Inclusion by Relevance: AI-Driven Session Discovery for Canada's Indigenous Classrooms

Bharat Malhotra
Mar 23
4 min read

Connected North (CN) is a TakingITGlobal programme that connects K–12 students in remote Indigenous communities across Canada to live virtual learning sessions — delivered by scientists, artists, Elders, career mentors, and more.

The Promise and the Gap

Connected North's catalog has grown to nearly 3,000 sessions from 447 providers — Indigenous role models, cultural knowledge keepers, scientists, artists, and career mentors — reaching over 40,000 students across 218 schools annually. It is one of the most diverse virtual learning catalogs built specifically for Indigenous communities in Canada.

But a catalog is only as inclusive as it is discoverable. With no personalised discovery layer, teachers navigating the web app tended to re-book familiar sessions. Newer sessions, Indigenous-led content, and community-sourced programming — often the most culturally relevant — were the least likely to be found. The catalog's breadth was real; its reach was not.

The Data Challenge

Before building anything, the team had to confront the data it actually had — and it was far from ideal.

Teacher session ratings existed, but 78.7% were 5-star ratings. With almost no variation, ratings were statistically useless as a training signal. Free-text feedback from teachers — the richest indicator of genuine satisfaction — covered only 9.4% of session records. And of the thousands of data fields analysed across CN's database, a large proportion had low coverage, inconsistent formatting, or missing history, making them unusable for modelling. Starting from 82 candidate features, only 42 survived rigorous testing as genuinely predictive.

These are the kinds of constraints that stop most ML projects before they reach production.

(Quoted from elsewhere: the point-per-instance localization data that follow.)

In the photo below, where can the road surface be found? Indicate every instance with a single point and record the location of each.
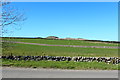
(56, 73)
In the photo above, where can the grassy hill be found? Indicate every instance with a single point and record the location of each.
(27, 49)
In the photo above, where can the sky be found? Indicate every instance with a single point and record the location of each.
(88, 20)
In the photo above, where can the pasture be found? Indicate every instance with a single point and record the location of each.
(36, 50)
(18, 49)
(65, 42)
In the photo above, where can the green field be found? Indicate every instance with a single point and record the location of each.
(28, 49)
(65, 42)
(36, 50)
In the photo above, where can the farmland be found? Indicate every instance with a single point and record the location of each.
(65, 42)
(37, 50)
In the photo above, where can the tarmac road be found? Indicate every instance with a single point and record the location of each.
(56, 73)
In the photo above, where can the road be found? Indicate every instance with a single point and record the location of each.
(56, 73)
(112, 47)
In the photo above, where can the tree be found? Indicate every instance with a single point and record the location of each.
(9, 17)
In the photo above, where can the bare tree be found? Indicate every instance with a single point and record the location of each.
(9, 16)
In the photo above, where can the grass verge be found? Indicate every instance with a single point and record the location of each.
(61, 65)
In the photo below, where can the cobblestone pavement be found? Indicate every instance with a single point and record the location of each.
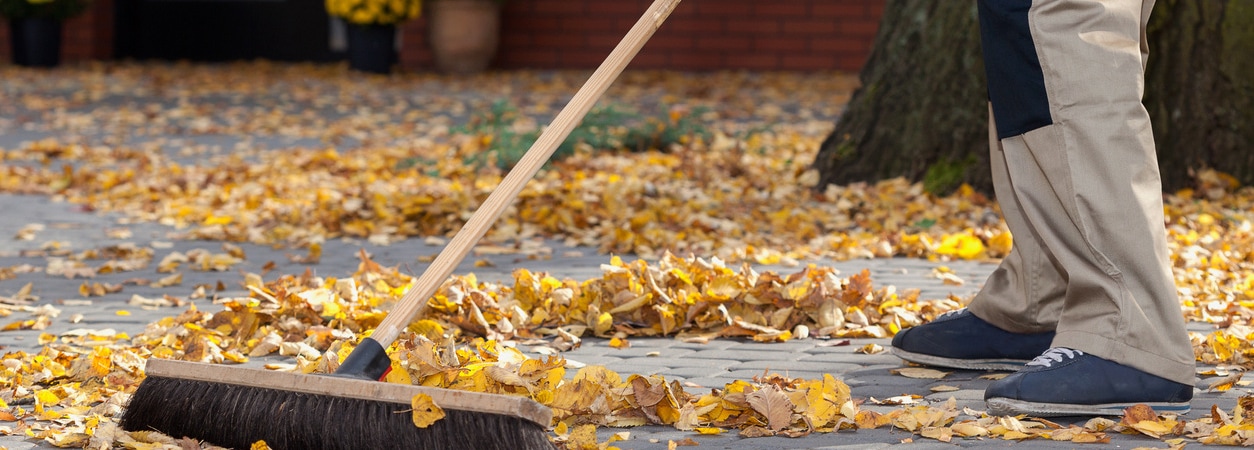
(707, 365)
(710, 365)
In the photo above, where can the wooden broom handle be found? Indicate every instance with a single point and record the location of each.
(414, 302)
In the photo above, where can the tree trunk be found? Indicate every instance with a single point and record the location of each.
(1200, 88)
(922, 110)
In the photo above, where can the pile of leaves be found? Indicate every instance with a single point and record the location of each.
(732, 196)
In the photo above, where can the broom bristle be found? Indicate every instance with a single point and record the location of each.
(236, 416)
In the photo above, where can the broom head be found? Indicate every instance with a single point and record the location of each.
(237, 406)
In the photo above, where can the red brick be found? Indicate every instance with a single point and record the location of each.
(809, 62)
(780, 43)
(754, 60)
(726, 8)
(843, 9)
(781, 8)
(561, 6)
(697, 62)
(564, 40)
(588, 24)
(859, 28)
(725, 43)
(810, 26)
(834, 45)
(671, 41)
(695, 25)
(529, 24)
(651, 60)
(753, 25)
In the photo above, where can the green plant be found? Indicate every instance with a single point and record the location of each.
(375, 11)
(606, 128)
(43, 9)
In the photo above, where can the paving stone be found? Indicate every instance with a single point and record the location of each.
(680, 362)
(695, 372)
(636, 351)
(761, 355)
(855, 359)
(808, 366)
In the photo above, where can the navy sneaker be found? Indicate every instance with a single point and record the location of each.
(1070, 382)
(959, 340)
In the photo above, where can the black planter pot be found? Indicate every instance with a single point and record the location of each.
(371, 48)
(35, 43)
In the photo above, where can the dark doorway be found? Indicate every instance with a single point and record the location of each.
(221, 30)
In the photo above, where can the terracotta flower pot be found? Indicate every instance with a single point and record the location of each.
(463, 34)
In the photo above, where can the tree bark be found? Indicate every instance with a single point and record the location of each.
(922, 109)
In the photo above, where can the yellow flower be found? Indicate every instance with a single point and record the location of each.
(375, 11)
(964, 246)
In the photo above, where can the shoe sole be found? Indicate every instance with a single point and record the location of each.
(1002, 406)
(941, 361)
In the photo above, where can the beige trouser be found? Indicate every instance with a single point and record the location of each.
(1082, 197)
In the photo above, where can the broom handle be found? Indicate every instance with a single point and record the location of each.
(414, 302)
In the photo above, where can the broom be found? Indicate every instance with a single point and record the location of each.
(350, 409)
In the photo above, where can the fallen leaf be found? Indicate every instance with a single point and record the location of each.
(919, 372)
(425, 410)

The team's response was to work thoughtfully with what existed, rather than wait for better data.

Engineering a Training Signal

Since no single reliable signal existed to train on, the team built one.

A Likeability Score was constructed by combining all available satisfaction signals in a weighted cascade — blending ratings, AI-analysed feedback sentiment, and teacher favourite flags in proportions that reflected the quality of evidence available for each session record. Where all three signals were present, all three contributed. Where only a favourite flag existed, that carried the full weight. The result was a training target that covered 70% of all session records with far more discriminating power than any individual signal.

This score became the ground truth the model trained on. Crucially, explicit thumbs-up and thumbs-down feedback collected from teachers after launch carries the highest weight in retraining, so the model sharpens over time on the clearest signal available: what teachers actually said they liked.

How the Model Works

The recommendation engine is a supervised ML ranking model — a tree ensemble — that learns what makes a session genuinely useful to a teacher, and then scores every available session for every teacher to generate a personalised ranked list.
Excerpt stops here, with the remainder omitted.